# Tequila rig



## F O R D (May 31, 2006)

thinking about heading out to Tequila this weekend just wondering how far out from freeport and if any of you guy's has a pix of that rig

thanks


----------



## BPitcher (Aug 23, 2004)

It's roughly 72nm from Freeport.


----------



## Snake (Aug 5, 2005)

Here you go and Pitchers is close enuf.


----------



## James Howell (May 21, 2004)

67 nm off the freeport jetties.


----------



## ReelEasy (Jan 23, 2006)

What day are you heading that way and do you have room for another itching bluewater angler?


----------



## F O R D (May 31, 2006)

bump


----------



## Carp (May 21, 2004)

how far is it from galveston?

Justin


----------



## Seahuntress (May 1, 2006)

*Fun*

Be ready to load the boat up with wahoo....

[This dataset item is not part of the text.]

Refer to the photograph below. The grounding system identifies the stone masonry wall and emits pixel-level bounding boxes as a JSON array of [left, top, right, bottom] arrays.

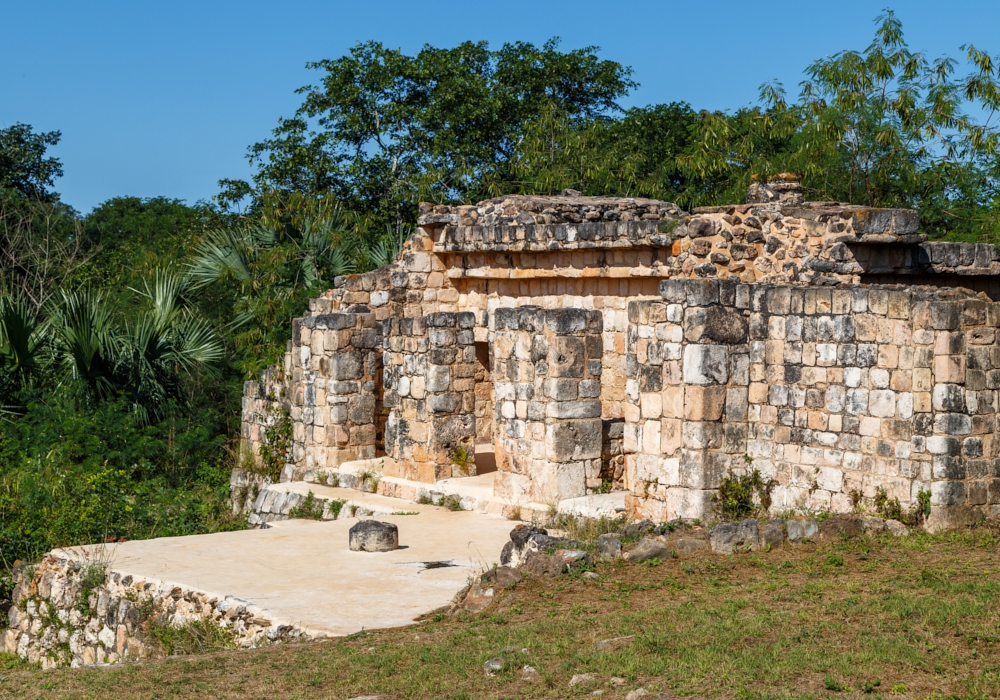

If you want to swim there are lobsters on the rig....yum


----------



## CaptBill (Jul 8, 2004)

Bill was out there about 2 months back and it was wrapped up with sharks guess they have moved off.. Don't know about recently.
Lynn


----------



## Gap (Jun 4, 2004)

Great place to dispose of a body with all the sharks...


----------



## F O R D (May 31, 2006)

thanks for the info had to post pon the trip this weekend but going to try and head out next thursday


----------



## mcgolfer (May 21, 2004)

Gap said:


> Great place to dispose of a body with all the sharks...


anyone in particular????rick


----------



## F O R D (May 31, 2006)

tt


----------



## raw10628 (May 23, 2004)

Gap said:


> Great place to dispose of a body with all the sharks...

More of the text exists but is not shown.